If each process would have it’s own mount table (and in turn it’s own view of the filesystem, including multiplexing of resources) as in Plan9 and processes could only communicate through the filesystem and not through some obscure system calls there would not have been any need for this what so ever because that together with the MMU would been enough. Chroot, as pointer out earlier would not have been a reasonable alternative either.
The overhead of the solution they came up with must be incredibly high. It is an ugly workaround, but it’s nice they made it work anyway.
Edited 2012-09-04 11:12 UTC
This sounds like use of a virtual machine monitor (Xen, in this case) to provide separation between applications, some drivers, and other processes, and to run them in an unprivileged mode. Something that things like Minix and most true microkernel OSes do without the VMM .
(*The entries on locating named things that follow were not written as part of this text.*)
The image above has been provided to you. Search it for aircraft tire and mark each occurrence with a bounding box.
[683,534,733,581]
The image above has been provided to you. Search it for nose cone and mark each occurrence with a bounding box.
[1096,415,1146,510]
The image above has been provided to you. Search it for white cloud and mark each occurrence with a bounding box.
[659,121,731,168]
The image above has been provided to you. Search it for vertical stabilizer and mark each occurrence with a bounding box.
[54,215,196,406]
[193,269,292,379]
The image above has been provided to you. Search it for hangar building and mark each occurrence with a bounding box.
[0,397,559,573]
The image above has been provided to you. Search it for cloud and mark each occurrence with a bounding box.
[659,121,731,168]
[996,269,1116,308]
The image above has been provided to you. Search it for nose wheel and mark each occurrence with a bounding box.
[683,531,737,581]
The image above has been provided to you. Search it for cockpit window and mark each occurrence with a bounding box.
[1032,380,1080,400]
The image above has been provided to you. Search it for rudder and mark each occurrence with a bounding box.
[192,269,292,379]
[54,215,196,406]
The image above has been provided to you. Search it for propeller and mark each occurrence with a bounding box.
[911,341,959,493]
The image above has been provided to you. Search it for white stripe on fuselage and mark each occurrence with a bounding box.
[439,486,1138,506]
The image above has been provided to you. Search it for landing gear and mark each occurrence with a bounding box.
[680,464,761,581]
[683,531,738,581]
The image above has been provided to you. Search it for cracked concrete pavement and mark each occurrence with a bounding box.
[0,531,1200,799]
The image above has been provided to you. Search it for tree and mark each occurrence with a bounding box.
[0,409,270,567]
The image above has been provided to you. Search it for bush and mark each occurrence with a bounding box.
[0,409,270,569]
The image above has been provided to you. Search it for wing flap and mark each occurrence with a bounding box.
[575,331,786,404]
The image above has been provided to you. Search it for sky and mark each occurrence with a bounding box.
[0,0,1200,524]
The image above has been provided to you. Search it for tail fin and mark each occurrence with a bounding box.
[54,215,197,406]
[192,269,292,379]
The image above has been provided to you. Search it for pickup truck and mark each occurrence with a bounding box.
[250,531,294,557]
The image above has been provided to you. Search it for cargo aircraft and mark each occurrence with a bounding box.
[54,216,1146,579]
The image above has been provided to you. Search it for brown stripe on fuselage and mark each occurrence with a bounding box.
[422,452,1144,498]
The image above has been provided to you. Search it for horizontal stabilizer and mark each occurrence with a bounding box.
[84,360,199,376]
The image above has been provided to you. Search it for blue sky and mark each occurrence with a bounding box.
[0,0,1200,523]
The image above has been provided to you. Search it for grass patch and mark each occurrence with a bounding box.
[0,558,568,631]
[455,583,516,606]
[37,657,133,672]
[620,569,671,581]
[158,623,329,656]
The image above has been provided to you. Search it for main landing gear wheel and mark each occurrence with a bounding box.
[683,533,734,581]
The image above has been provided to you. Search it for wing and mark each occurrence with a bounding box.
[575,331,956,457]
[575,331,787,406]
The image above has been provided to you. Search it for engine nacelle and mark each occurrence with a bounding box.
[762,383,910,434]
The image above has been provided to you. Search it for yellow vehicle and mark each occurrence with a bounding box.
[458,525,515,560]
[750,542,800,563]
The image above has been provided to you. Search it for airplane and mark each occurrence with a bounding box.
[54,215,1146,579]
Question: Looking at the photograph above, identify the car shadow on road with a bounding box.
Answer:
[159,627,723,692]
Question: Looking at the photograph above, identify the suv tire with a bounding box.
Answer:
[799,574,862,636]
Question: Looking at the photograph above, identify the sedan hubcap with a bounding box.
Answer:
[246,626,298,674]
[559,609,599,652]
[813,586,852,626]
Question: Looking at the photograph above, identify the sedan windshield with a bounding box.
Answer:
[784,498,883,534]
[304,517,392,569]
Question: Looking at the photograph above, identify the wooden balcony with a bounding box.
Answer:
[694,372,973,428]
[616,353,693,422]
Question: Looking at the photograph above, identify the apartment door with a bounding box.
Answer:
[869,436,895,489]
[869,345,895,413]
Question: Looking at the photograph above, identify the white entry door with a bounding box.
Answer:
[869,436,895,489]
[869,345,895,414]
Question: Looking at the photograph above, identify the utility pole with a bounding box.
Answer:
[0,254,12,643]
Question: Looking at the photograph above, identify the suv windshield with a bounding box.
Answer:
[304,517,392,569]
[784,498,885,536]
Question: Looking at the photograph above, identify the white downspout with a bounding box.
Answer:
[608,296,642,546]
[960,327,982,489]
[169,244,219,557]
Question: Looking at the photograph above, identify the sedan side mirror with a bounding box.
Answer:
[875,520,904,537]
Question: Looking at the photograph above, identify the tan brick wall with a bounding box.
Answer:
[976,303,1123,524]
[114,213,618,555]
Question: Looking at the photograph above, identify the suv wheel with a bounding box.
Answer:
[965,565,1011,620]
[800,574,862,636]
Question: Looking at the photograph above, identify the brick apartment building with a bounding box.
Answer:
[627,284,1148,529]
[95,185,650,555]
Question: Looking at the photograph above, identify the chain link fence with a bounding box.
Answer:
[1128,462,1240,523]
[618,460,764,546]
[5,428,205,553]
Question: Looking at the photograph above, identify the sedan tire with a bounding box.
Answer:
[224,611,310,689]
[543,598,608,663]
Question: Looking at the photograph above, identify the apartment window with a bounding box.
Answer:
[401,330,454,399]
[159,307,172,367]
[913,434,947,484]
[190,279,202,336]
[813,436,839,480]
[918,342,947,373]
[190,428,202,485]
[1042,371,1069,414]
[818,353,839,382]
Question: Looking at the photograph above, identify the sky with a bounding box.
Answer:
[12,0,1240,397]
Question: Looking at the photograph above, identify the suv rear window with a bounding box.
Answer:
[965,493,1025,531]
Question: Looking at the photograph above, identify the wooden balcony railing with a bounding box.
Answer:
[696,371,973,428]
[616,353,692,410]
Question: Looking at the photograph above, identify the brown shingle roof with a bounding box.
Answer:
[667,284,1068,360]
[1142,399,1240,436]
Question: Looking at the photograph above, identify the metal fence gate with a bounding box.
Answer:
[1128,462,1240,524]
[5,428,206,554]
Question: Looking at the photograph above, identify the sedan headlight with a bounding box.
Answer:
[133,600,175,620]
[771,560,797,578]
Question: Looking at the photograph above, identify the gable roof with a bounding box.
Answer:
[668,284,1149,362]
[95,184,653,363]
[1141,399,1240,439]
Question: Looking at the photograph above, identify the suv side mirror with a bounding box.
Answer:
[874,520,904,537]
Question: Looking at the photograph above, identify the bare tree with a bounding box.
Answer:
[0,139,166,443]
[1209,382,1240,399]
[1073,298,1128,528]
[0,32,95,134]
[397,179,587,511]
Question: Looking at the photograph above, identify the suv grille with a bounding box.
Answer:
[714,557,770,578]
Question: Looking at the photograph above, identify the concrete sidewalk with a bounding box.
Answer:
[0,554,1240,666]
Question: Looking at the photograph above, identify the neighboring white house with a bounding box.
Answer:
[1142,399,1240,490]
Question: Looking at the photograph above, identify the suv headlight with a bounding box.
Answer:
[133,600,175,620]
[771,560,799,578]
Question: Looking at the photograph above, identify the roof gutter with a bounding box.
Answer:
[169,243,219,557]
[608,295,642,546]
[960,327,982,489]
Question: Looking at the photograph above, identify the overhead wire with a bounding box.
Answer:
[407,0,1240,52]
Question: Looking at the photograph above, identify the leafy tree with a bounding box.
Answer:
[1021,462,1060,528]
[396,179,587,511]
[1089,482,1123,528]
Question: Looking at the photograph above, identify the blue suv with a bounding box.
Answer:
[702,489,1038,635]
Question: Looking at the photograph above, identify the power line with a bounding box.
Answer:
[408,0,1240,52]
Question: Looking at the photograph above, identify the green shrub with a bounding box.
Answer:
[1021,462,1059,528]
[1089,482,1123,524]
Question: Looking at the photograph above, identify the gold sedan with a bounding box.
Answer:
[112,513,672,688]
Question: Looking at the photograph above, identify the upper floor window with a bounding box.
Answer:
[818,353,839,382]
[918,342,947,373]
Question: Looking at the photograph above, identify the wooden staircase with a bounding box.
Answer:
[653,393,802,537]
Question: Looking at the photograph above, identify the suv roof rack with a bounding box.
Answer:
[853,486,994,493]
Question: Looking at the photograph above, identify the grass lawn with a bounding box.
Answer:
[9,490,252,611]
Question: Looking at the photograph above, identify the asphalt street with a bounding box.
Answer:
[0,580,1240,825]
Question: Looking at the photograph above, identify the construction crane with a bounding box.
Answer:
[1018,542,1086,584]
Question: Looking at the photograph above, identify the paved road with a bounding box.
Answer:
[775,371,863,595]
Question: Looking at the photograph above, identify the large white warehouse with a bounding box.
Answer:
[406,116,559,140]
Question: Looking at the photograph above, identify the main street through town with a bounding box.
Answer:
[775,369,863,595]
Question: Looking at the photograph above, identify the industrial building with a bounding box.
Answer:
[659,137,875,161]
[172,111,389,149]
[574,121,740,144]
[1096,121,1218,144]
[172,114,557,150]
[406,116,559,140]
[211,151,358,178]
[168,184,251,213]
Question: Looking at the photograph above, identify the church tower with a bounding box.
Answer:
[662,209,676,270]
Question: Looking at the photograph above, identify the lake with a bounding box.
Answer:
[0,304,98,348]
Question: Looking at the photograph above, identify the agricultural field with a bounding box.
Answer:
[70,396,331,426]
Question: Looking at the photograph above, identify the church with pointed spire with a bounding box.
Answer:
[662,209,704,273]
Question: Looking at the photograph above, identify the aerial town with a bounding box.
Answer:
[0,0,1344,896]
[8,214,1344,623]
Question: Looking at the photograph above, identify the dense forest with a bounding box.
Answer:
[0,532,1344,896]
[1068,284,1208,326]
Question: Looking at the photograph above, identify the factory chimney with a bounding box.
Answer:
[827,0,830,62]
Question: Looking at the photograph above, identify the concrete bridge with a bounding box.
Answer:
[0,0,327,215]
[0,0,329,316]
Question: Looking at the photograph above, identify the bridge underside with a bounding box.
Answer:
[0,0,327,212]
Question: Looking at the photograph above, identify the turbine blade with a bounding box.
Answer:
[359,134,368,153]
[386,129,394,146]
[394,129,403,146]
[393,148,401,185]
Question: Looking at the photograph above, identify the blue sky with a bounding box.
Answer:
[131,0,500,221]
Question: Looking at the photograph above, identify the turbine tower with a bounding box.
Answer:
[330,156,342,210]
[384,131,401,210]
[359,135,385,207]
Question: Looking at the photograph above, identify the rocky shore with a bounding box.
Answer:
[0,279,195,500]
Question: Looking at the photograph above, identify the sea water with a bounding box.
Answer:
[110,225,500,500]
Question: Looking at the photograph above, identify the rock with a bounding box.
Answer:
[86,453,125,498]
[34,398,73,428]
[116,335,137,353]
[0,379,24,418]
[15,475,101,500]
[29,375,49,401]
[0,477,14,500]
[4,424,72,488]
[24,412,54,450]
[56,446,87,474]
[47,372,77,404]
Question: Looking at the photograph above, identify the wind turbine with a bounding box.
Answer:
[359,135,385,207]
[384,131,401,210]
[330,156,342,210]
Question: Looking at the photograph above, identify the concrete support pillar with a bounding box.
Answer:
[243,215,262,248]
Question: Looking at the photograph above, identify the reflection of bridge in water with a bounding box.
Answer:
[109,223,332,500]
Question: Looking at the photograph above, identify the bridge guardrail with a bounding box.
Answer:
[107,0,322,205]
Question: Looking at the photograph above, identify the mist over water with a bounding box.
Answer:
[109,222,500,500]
Is it more secure than Linux chroot? Probably. More secure than FreeBSD jails/UML/<your favorite app virtualization scheme here>? Depends on how secure you think Xen is. It’s a fairly substantial amount of code regardless. Unless Qubes can run any general-purpose OS in one of the “appVM”s, I think the effort would probably have been better spent on one of the other technologies mentioned above.
Nice effort, but it looks like overkill to me.
I’d be more interested in something lighter and more integrated, like Selinux Sandboxing (hm, something to look into I guess).
Funny how the installation guide almost attacks NoScript – lol, what is that all about? Especially from people focused on security:
“Note: Be sure that you use a modern, non-handicapped browser to access the links below (e.g. disable the NoScript and the likes extensions that try to turn your Web Browser essentially into the 90’s Mosaic).”